Josephine Abigail Saye, 25, is scheduled for a pre-trial hearing June 25, at which point she can maintain her not-guilty plea and go forward with a trial or amend her plea as part of a deal.
According to a criminal complaint, the incident was first brought to the attention of the Austin Police Department in November. The alleged victim, 25, said Saye had used her identity to buy a 2002 Ford Explorer for roughly $6,000. In addition, the woman claimed that Saye had created a bank account in her name to pay for the vehicle.
The alleged victim told authorities that she had given Saye her Minnesota ID on one occasion to open a utilities account. That was in October 2009, and the woman said her card was never returned afterward.
The woman also told authorities that she had been notified by representatives of Sterling State Bank that a bad check for $2,000 had been written in her name. The alleged victim claimed she only had accounts with Wells Fargo and the Mayo Credit Union.

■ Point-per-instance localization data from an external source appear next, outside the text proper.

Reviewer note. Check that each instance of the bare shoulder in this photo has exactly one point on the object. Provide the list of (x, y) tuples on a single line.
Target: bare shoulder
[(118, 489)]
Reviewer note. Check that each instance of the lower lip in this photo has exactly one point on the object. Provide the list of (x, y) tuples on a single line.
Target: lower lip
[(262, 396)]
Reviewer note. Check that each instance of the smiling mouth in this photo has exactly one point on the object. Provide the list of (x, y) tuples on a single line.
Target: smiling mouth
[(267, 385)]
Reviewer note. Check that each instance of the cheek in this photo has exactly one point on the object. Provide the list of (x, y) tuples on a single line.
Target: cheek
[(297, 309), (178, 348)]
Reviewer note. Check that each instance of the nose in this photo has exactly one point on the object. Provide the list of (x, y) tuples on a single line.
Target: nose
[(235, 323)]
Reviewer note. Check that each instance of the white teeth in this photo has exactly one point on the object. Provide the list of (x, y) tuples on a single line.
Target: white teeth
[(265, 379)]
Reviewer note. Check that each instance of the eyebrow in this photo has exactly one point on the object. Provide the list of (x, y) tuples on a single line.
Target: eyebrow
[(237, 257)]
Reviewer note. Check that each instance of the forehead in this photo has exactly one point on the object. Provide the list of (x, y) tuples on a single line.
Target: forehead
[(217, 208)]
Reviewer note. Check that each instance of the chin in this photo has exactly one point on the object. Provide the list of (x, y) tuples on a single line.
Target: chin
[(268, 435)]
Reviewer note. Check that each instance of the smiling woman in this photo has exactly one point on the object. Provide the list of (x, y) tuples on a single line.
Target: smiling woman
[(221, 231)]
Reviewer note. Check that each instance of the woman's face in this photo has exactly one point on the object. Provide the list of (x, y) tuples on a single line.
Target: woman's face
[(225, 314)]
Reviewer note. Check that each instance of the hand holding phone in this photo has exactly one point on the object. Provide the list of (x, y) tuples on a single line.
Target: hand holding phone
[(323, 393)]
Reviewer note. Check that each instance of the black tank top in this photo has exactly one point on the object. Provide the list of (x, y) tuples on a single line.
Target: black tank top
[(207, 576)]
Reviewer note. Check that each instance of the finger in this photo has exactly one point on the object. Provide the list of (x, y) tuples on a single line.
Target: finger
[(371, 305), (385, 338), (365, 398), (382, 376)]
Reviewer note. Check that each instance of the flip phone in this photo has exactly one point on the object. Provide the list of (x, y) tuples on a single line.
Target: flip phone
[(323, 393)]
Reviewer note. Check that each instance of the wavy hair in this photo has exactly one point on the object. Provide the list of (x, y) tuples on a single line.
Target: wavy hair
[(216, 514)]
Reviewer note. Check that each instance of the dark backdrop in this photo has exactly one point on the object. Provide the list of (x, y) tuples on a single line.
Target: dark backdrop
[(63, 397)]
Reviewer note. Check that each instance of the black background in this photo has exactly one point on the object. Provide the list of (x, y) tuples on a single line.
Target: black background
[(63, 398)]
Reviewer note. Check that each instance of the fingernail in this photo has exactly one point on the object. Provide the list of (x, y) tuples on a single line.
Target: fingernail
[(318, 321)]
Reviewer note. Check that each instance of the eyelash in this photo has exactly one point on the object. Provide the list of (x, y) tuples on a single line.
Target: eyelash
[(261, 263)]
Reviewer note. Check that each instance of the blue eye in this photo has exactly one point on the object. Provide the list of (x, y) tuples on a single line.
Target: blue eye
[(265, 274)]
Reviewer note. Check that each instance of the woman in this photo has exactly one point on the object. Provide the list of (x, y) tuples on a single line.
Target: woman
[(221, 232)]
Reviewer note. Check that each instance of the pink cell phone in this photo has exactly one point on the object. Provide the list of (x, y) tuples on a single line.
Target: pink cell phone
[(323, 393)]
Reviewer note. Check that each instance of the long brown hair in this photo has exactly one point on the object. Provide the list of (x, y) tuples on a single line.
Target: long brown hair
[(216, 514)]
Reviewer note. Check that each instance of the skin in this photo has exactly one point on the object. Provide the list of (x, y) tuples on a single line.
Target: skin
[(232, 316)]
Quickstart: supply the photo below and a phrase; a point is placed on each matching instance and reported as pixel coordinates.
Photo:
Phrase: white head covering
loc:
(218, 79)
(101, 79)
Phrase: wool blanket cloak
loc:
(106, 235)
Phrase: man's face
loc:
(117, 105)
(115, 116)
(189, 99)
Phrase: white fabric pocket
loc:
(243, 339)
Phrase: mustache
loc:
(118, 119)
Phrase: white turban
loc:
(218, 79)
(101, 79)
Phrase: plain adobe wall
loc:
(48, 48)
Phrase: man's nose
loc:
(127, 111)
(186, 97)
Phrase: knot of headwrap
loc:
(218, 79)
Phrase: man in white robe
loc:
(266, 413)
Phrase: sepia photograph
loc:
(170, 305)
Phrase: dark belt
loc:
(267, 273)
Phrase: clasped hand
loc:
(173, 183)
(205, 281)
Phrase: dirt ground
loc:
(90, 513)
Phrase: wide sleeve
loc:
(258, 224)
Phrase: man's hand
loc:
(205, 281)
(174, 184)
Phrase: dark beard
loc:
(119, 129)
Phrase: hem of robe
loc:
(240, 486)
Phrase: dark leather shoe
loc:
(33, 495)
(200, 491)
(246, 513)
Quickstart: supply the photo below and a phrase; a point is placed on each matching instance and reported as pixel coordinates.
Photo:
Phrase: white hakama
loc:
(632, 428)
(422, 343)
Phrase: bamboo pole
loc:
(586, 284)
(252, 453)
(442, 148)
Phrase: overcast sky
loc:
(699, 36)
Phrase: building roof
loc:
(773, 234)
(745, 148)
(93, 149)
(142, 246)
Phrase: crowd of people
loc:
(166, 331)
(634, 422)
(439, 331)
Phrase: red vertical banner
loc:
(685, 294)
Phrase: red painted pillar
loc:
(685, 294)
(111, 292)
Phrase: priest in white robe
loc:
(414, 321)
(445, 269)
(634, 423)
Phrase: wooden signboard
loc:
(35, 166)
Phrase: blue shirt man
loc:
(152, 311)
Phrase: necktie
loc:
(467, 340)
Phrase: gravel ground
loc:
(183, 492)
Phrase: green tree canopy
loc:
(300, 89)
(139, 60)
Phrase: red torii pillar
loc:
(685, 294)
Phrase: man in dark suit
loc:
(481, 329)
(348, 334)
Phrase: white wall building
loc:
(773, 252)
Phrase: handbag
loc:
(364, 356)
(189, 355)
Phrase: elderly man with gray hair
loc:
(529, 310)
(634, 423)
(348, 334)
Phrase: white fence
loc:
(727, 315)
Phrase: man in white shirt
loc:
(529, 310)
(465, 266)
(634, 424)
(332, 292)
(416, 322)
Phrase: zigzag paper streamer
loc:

A detective spoke with a representative from Sterling State Bank, who was able to confirm that Saye had opened an account in the alleged victim’s name in October, using the woman’s ID card. An Accentra Credit Union representative also confirmed that Saye had been making transactions using the woman’s identity, the complaint states. In each case, the identification was made using photos provided by police of both the alleged victim and Saye.
When authorities spoke with Saye, she said she had received permission for opening those accounts and others, as well as permission to buy the vehicle, from the alleged victim. Saye said she had opened the Accentra account and used it to set up a loan on the Ford. She said she didn’t use her own name at the dealership because she has bad credit and really needed a vehicle, the complaint states.
However, the alleged victim told authorities that she had not given Saye permission to open any accounts, and said Saye had also stolen a check of hers and used it to make a downpayment on the vehicle.
Records also indicate that Saye attempted to write checks in her own name and cash them into the fraudulent accounts set up in the alleged victim’s name. The checks, which totaled more than $4,000, all bounced and caused negative balances in the alleged victim’s name, the complaint states.